This may be why another filthy meat video of a decidedly different persuasion is also getting a lot of attention this week. Watch below as a worker at Lucky River Restaurant in San Francisco is filmed repeatedly slamming slabs of frozen meat onto a dirty sidewalk in wayward attempts to tenderize or separate it.

The video has quickly accrued tens of thousands of views. Sure, it's supposed to be disturbing—the nerve of this guy, touching our innocent, sanctimonious beef slabs to the filthy, trodden-upon pavement! But then we watch again, and again—which we probably wouldn't do if the video was one of truly repulsive content that didn't tickle some other more mischievous part of our psyche.

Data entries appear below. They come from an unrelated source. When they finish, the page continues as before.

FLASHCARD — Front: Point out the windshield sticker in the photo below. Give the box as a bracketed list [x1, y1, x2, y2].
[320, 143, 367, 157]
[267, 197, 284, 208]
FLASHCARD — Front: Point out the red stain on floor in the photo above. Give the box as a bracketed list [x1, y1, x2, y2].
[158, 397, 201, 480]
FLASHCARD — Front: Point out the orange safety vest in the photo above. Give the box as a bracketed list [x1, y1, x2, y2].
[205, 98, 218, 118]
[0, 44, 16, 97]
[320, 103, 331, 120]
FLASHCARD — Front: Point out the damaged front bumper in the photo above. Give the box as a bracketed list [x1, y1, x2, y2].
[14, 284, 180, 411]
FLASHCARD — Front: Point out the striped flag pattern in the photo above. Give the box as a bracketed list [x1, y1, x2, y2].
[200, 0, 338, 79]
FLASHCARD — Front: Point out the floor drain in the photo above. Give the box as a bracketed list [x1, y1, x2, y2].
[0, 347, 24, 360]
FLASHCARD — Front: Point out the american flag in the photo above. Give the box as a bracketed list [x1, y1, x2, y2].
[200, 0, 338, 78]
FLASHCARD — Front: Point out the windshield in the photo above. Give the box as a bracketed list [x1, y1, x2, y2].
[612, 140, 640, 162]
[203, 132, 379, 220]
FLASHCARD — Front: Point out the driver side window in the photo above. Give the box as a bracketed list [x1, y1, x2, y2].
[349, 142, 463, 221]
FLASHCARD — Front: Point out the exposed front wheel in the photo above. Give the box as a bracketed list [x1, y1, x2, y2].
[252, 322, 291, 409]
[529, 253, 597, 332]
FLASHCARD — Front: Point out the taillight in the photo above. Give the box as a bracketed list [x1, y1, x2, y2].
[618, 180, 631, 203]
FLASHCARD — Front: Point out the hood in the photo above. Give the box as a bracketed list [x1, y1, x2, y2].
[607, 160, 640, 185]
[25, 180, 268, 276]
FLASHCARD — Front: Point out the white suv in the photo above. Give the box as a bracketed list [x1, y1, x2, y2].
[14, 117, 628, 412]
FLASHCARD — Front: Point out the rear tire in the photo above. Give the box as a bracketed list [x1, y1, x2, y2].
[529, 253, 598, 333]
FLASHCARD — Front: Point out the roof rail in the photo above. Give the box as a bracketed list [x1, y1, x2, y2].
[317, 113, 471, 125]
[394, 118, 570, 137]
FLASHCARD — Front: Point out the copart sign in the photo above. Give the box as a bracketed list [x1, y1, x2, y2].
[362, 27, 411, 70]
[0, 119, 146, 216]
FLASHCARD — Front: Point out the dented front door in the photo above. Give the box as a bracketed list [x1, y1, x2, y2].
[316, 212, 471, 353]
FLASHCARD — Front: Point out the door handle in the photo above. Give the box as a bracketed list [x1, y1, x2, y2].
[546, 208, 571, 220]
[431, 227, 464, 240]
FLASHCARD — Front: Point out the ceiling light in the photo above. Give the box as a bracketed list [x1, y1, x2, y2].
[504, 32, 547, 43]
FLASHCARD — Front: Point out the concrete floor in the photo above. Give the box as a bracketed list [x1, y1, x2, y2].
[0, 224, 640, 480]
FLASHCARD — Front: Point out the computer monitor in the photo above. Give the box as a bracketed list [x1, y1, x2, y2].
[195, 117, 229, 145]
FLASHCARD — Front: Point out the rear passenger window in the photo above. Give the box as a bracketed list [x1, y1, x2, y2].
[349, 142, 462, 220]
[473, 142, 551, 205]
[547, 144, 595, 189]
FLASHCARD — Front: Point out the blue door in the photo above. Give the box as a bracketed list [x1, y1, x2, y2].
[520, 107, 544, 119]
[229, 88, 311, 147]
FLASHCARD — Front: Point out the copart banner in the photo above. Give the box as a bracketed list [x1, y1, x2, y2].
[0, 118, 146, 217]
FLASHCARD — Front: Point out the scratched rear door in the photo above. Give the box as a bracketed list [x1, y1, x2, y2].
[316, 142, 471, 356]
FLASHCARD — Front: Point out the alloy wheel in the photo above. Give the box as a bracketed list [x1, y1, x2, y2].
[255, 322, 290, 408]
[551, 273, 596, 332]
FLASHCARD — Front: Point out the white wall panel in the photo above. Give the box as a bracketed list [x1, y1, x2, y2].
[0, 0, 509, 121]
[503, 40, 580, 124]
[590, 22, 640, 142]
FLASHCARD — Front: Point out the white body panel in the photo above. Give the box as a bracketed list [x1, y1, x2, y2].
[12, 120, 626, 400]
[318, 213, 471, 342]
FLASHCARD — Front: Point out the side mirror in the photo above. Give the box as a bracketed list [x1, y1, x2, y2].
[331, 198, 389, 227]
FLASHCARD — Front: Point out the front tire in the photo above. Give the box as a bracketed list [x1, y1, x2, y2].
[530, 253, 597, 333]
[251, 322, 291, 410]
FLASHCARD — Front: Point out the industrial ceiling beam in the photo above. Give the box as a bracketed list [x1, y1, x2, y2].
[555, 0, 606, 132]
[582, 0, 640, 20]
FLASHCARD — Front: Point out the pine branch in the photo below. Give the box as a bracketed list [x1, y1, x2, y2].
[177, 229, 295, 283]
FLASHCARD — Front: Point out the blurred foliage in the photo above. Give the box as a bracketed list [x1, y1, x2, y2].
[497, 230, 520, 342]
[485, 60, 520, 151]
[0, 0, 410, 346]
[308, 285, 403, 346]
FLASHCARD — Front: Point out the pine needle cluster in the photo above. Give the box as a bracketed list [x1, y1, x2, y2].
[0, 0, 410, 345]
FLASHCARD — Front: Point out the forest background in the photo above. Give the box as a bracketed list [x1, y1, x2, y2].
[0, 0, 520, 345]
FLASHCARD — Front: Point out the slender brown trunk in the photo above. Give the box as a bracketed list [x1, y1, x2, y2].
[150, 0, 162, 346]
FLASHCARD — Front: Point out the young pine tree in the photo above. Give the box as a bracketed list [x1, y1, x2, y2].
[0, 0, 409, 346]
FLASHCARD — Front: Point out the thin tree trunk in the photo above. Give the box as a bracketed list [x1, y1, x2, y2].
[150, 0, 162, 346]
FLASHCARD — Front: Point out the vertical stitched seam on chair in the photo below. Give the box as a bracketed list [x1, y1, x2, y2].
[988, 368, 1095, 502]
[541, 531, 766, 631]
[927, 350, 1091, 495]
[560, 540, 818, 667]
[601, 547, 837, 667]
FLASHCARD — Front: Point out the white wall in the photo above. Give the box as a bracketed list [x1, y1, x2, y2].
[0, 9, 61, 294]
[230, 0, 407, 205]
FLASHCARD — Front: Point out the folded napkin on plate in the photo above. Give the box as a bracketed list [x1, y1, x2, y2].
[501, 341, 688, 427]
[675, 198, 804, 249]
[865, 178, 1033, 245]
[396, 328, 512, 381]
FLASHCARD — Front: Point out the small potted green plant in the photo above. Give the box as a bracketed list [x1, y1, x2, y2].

The last time that raw meat was in such a spotlight in our culture was in 2010, when Lady Gaga donned a beefy dress at the MTV Video Music Awards in an attempted political statement about Don't Ask, Don't Tell that mostly just enraged vegans, left her fans befuddled, and kind of grossed out everyone else. There was a fair amount of chatter generated by her meat garment, but no one seemed to find it worthy of salivating over in any sense.

But given the direction of eyeballs this week, maybe we love watching raw meat be slammed on the sidewalk, or on a young woman's ass—and we don't even really know why. Raw meat strikes an interesting balance between flaccidity and danger. It is primal and risky, but also limp and benign.

This week's cultural proclivity for crab-crushing and beef-dirtying may very well signify that our grotesque dalliance of choice is no longer living-room twerking or children coming out of dental sedation, but raw meat-slapping.

Our palates, though whetted, might not be sure what for.